The Perfidy of the Scribes
Mark 12:38-44
Twenty-Fifth Sunday after Pentecost
analysis by Ed Schroeder

Sabbatarians,
I. All Saints Day in Lithuania
is a national holiday, so shops are closed even though it is Saturday. But that does not mean no one’s out on the streets. On our trip down town and back this morning, it seemed that everyone–in cars or on foot–was carrying flowers or wreaths on their way to cemeteries. At the public market in old town row upon row of the stalls, usually piled high with foodstuffs and home-made products, were just as full with floral offerings to help the faithful keep the feast. 

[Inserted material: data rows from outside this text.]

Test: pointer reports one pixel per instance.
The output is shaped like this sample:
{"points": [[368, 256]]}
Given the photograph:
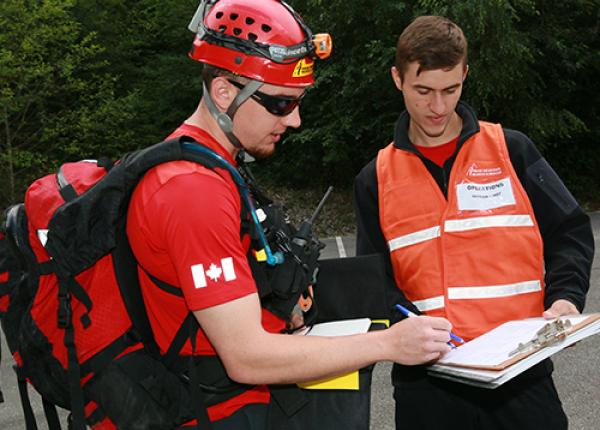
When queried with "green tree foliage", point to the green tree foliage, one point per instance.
{"points": [[83, 78], [533, 66], [56, 103]]}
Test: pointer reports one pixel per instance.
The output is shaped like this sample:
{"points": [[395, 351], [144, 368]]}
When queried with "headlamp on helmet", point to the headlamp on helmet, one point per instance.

Since Lutherans here let the day pass unnoticed, we dropped in on a Roman Catholic mass at Mary Queen of Heaven near the market. We had had our Lutheran binge the day before, the 480th return of Reformation Day. Many from our seminary found their way 200 kms east to Kaunas, the nation’s second city, for a festival service there. The newly printed “official” eucharistic liturgy was introduced for the occasion–complete with eucharistic prayer, anamnesis & epiclesis. Not genuinely new, it presents an amalgam of the two liturgical traditions in today’s Lutheranism here: the St Petersburg tradition (as they call it) from the days when Russia ruled and the Prussian Union tradition when segments of the country were under Prussian control. It is intended as an interim step on the way to a genuinely new worship agenda a few years hence. The bishop, in full regalia (mitre, crosier, et al.) presided and preached with at least half of the national church’s clergy–which means about a dozen–scurrying about assisting.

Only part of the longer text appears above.